Avant de discuter de ces approches, il est important de décrire les termes positivisme, post-positivisme et constructionnisme social.


1.1. Positivisme et post-positivisme

Le positivisme est un paradigme qui affirme qu'il existe une seule réalité qui peut être comprise, qu'une bonne science est sans valeur et que l'objectivité peut être atteinte (Guba & Lincoln, 1994). Le positivisme est en fin de compte réductionniste (c'est-à-dire que les phénomènes peuvent être mieux compris en examinant leurs composants essentiels) et déterministe (c'est-à-dire que nous pouvons retracer les causes spécifiques des événements) dans lequel le contrôle et la prédiction occupent une place prépondérante. Bien que le post-positivisme soit également réductionniste et déterministe, il s'agit d'une modification du positivisme. Le post-positivisme affirme que si une réalité existe, elle ne peut être comprise que de manière imparfaite, que l'objectivité reste un idéal à atteindre et que les hypothèses sont falsifiées plutôt que vérifiées (Guba & Lincoln, 1994). Le post-positivisme s'appuie sur de multiples méthodes pour appréhender la réalité, et la vérification est donc jugée importante.

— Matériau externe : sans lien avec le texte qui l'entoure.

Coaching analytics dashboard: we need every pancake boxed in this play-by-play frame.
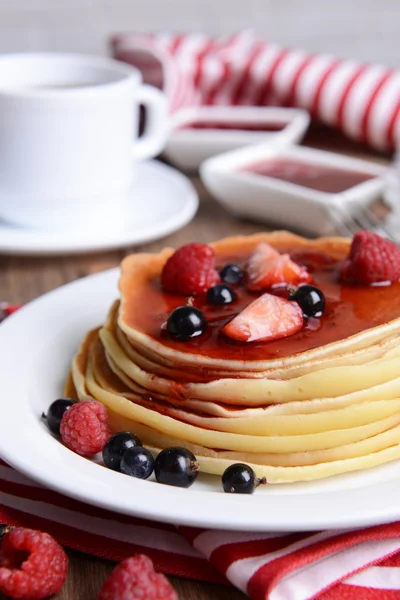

En outre, les méthodes statistiques sont mises en avant et l'accent est mis sur des critères d'évaluation tels que la validité interne et externe (Denzin & Lincoln, 2000). Comme le positivisme, le post-positivisme vise à nous fournir en fin de compte des lois et des théories universelles.


1.2. Le constructionnisme social

Le constructionnisme social diffère considérablement des points de vue positiviste et post-positiviste. Il n'est pas facile de le définir et il est issu et composé de différentes approches. Il trouve ses origines dans le structuralisme, le post-structuralisme, l'herméneutique et d'autres traditions. Elle est particulièrement liée à la critique du behaviorisme et du mentalisme (c'est-à-dire les processus mentaux que les gens utilisent pour faire et dire des choses) formulée par Wittgenstein (1953), selon laquelle les gens se comportent selon des conventions sociales et les objets ne sont pas situés dans l'esprit d'une personne, mais à travers l'utilisation de mots. Le langage est considéré comme constructif et non référentiel. Le langage et la signification sont donc indexés, sociaux et contextuels et ne reflètent pas la "réalité" (Durrheim, 1997). Le constructionnisme social n'accepte pas qu'il y ait une seule vérité, comme c'est le cas dans le positivisme, mais plusieurs "vérités" qui sont perspectivistes et situées dans des relations.

Le constructionnisme social est une orientation théorique qui sous-tend largement des approches telles que la psychologie critique et l'analyse du discours (Burr, 1995). Elle met l'accent sur le fait que la connaissance est construite socialement par le biais du discours et qu'elle est ancrée dans le contexte. Les réalités multiples sont reconnues comme étant construites et négociées au cours de l'histoire. La connaissance est donc également un processus culturel de création de sens, car la connaissance n'est pas considérée comme transcendant la signification culturelle.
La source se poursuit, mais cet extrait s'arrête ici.